Kromatika also tried to optimize its DAPP and provide as low gas fees for its users as possible. While our smart contracts have been optimized for lower gas costs, still it was not enough. We went even deeper into trying to find solutions on how to avoid Kromatika limit traders to pay gas fees.

The solution has been found !!!

We are thrilled to announce that Kromatika is the first ever GASLESS limit order manager for Uniswap.

Gasless mode in Kromatika

Let’s turn it ON.


Usually, when users are submitting limit trades on Kromatika, they need to pay gas fees that depend on the gas price.

This gas price varies a lot especially on Ethereum mainnet and sometimes can be as high as 300–400 gwei, resulting in 200–300$ spent just on ETH gas fees.

How can we avoid gas fees ?!

The solution sounds simple: We relay the gas fees to someone who is willing to pay them.

It sounds simple, but it was tricky to explain and implement. That someone needs to be compensated for its effort of relaying the transaction and covering the gas fees. We are calling them Kromatika Relayers.

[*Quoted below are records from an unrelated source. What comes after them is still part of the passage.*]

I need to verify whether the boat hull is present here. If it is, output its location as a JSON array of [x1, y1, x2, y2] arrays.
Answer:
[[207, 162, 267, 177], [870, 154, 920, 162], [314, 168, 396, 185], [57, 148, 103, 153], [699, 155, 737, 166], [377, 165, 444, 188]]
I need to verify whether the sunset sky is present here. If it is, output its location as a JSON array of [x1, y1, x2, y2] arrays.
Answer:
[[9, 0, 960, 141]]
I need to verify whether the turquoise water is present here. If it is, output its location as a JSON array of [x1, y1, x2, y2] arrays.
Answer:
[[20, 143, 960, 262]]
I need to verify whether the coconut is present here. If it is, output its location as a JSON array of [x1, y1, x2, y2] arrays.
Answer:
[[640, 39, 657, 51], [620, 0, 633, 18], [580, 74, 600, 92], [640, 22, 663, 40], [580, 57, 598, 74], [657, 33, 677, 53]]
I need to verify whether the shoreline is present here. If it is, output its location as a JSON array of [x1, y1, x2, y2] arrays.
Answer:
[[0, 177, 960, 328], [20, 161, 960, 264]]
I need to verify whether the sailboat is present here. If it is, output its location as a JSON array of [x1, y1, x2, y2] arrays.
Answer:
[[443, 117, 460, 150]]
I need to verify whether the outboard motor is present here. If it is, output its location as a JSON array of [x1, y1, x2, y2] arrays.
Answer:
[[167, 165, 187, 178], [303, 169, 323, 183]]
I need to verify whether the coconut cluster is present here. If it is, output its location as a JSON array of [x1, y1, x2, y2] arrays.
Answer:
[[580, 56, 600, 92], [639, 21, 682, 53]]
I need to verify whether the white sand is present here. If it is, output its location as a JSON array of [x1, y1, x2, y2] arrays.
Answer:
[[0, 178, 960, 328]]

Kromatika Relayers are small micro-services, running on the bullet-proof OpenZeppelin technology, accepting requests from Kromatika users, and submitting their transactions onto the Ethereum blockchain network to be confirmed by the miners.

Kromatika Relayers are publishing the transactions on the blockchain on the user’s behalf, thus covering the ETH gas fees.

But how Kromatika Relayers are getting compensated for their service.

The solution might be simple:


That’s right. Kromatika protocol gives the opportunity to its users to use KROM for compensating the Relayers. Note, this feature is experimental, optional and every user can decide to enable gasless mode individually. By default, the mode is disabled and ETH gas fees are being paid.

Lets see how the user interaction with Kromatika is, when gasless mode is enabled:

  1. User deposits KROM balance in Kromatika protocol ( this is a blockchain transaction, need to pay gas fees at least once).
  2. User starts creating limit trades on Kromatika (no ETH gas fees being paid).
  3. Some of the limit trades are filled, user gets the amounts from the trade directly in their wallet (no ETH gas fees being paid), this is an automatic step, done by the Chainlink keepers.
  4. User cancels some of their pending limit trades (no ETH gas fees being paid ).

By enabling gasless mode, users can deposit KROM tokens in the Kromatika protocol at least once and use the Kromatika protocol for limit trading all the time, without having to pay a single ETH gas fee anymore.